4.1.5 Samenvoegen van percelen

De korrelmaat en gevelbreedte moeten in harmonie zijn met het referentiebeeld. De voorschriften over samenvoegen van percelen streven naar het behoud of herstel van de gemiddelde korrelmaat: een perceelsbreedte van +/-6 meter. Smallere percelen kunnen dus verbreed worden en passen qua vormgeving van de gevel bij de gemiddelde, kleinere korrelmaat.

Er zijn veel kleine huizen met een gevelbreedte van minder dan 5 meter. Deze geringe breedte beperkt de ontwikkelingsmogelijkheden van het perceel. Daarom is het mogelijk dat in deze situatie twee of drie kavels worden samengenomen en eventueel herverdeeld worden om er een of twee comfortabele woningen op te realiseren. Het doel van deze percelen samen te voegen is om een of meerdere comfortabele woningen te creëren en niet om meer densiteit (aantal woongelegenheden) te verkrijgen. Daarom wordt de regel met betrekking tot de te beschermen eengezinswoning hier verder doorgetrokken. Bestaande eengezinsgebouwen moeten dus behouden blijven.

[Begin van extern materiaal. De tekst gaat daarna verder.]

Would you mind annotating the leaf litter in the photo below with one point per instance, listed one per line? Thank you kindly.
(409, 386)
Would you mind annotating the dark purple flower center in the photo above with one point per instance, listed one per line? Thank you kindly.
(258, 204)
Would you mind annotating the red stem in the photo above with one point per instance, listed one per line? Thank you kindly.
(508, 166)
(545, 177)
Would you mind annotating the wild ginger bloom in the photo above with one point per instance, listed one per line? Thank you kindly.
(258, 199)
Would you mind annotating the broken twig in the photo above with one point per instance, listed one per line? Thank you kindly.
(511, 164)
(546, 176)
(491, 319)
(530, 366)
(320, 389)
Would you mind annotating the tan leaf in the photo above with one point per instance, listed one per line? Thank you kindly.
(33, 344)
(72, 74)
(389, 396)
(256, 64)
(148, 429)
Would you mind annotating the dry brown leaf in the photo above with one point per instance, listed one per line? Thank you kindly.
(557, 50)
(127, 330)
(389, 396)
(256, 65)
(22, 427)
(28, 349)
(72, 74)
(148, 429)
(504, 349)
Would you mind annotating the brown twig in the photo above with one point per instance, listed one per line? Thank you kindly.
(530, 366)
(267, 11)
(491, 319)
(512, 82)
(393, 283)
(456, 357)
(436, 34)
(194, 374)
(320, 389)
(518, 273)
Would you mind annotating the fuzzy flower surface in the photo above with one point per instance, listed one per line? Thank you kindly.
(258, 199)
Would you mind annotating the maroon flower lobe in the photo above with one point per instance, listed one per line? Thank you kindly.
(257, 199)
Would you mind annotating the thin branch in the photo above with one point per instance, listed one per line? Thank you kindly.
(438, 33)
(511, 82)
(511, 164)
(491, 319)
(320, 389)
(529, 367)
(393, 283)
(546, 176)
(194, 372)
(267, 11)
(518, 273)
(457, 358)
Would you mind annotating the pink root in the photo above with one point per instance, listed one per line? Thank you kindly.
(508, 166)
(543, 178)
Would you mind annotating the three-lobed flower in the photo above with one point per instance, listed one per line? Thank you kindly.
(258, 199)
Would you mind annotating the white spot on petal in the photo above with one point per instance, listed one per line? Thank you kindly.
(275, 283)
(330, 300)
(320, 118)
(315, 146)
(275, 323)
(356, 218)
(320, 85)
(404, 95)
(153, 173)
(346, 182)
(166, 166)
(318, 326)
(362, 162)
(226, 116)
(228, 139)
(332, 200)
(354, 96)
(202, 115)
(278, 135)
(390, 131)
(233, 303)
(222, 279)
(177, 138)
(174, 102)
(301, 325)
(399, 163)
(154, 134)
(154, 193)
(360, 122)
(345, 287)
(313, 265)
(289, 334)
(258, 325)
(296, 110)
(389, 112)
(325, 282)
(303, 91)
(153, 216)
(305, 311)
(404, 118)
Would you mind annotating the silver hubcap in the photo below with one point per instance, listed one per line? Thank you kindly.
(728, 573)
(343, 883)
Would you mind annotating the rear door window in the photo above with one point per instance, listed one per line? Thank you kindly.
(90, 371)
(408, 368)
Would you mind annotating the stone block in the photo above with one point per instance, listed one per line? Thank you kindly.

De belangrijkste kenmerken van het huis in deze context is ten eerste de aanwezigheid van een individuele voordeur die rechtstreeks uitgeeft op het openbaar domein en die in een klassieke huizenrij om de 4 à 6 meter voorkomt en ten tweede een bruto binnenoppervlakte die gemiddeld boven de 90m² ligt. Deze kenmerken moeten overgenomen worden bij nieuwbouw. De typologie van het huis moet niet per definitie behouden blijven. Grondontsloten woningen kunnen hier dus aan gelijkgesteld worden.

 
Bij samenvoegen van verschillende huizen mogen er maximaal evenveel huizen, of een typologie die hieraan is gelijkgesteld, gerealiseerd worden . Huizen mogen dus niet louter vervangen worden door appartementen, studio's of kamers.

 [image]

3 (smalle) percelen met huizen samenvoegen om 2 bredere huizen te maken is toegelaten.